At dawn, she carried her mother’s body back to the village. She arrived while most slept. Only her aunt met her at the gates. Crying had swollen Kyrah’s eyes, but Shara took no notice of them, only the body in her niece’s arms.
“It is time to let her go,” said her aunt. “We must give her the proper rituals.”
Shara reached for the body, but Kyrah withdrew.
“Please,” Shara continued. “It’s time.”
It took several moments before Kyrah allowed herself to part with her mother, but her aunt embraced her as they exchanged the body.
“All will continue,” she whispered, “and one day, you will see her again in Xan’s place.”
Somehow, these words comforted her enough to breathe.
“Where is—?” Kyrah asked, but the words caught in her throat.
“Your father is with Velc,” her aunt said. “It will be weeks before he will break taerji. Can you handle his village work? The village needs someone—”
Kyrah heard her aunt’s words, but chose to shrug them away.
“Kyrah?” her aunt repeated. “Can you?”
Kyrah nodded only to appease her aunt, then walked away toward the commune in the center of the village square. She sat there erect with her legs crossed, drifting in and out of tansij. She thought of her father in taerji, leaving nothing in him but empty thoughts. It would be the only way to forget the woman he had cherished for so many years, but he would have to return
eventually and face his fears of life without her.
Velc will help him through, Kyrah thought. Velc will keep him from losing himself.
But her own tansij seemed to be failing her. Her mind had grown too strong for it. Amidst the thoughts of her father, she could not stop the tears from falling.
Dawn turned to day, then shifted into evening. The villagers circled her. Her mother, now dressed entirely in black, returned in Shara’s arms. She placed the body delicately on the pyre of the communal fire pit.
The villagers waited.
Jae Laeth, escorted by Velc, joined them at the front of the crowd. His eyes had glazed over. The strong Warrior jaw had tightened. Skin had drawn pale and almost opaque, weakened by trauma. Kyrah stood from her cross-legged position, but dared not join her father at the edge of the pit.
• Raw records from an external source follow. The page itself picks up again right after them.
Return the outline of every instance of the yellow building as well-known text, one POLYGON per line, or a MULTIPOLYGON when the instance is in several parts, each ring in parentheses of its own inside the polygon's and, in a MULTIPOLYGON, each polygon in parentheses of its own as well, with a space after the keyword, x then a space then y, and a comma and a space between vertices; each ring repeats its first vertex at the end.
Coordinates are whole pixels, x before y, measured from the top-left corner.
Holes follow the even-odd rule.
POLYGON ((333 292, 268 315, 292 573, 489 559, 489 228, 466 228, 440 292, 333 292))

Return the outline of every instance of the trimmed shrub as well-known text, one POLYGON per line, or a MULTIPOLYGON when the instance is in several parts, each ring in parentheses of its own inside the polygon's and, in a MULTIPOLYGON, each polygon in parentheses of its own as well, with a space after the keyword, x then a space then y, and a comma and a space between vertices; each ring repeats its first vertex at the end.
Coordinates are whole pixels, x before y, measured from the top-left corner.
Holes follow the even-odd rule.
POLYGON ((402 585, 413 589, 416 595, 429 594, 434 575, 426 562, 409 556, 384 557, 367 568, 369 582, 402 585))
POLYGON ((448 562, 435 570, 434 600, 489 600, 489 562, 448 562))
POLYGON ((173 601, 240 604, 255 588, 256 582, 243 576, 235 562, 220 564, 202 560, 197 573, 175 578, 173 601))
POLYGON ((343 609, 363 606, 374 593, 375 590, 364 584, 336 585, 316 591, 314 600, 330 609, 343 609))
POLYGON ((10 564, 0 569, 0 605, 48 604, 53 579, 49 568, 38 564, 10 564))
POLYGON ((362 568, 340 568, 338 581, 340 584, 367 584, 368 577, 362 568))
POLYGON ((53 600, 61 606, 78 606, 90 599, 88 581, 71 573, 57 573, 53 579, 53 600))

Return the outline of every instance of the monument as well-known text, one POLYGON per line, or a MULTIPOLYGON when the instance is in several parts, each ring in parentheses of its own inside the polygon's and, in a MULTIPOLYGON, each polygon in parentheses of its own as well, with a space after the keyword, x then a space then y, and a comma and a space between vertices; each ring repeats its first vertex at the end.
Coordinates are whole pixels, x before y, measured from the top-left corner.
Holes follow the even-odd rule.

“Tonight,” Velc began. “We say goodbye. The rituals have been completed. Turisic has released Taris from her Portizu burden and offered her being to Xan. She has found her place in another world.”
Jae watched the body as if waiting for it to move.
“Jae will not be speaking tonight. He must remain in taerji, away from here. The pain he feels will only make him stronger in the end, but I ask that another of the Laeth bloodline offer some words of warmth.”
Velc held an outstretched hand in the direction of Kyrah, who awoke from her strained sense of tansij. She scanned the pyre and the villagers beyond.
What am I supposed to say? she thought. What do they want?
Kyrah cleared her throat, stood tall, and closed her swollen eyes.
“Tonight I have said the most difficult goodbye I could have ever imagined. How can I ever forget tonight—how I felt, my father—” she paused, took a moment to breathe, then continued. “However, I am still Velc Tahjir’s apprentice and, one day, I will be your Warrior Elite. For that, I must cease my grieving, accept my life’s fate, and press onward into a greater future—one that my mother saw very clearly, one she needs me to see through. Her memory will live on in me as it will with all of our people.”
Did she believe her own words? Could she believe such a contrived speech? The villagers obviously believed it, bowing their eyes, nodding through the sadness of their own distant loss.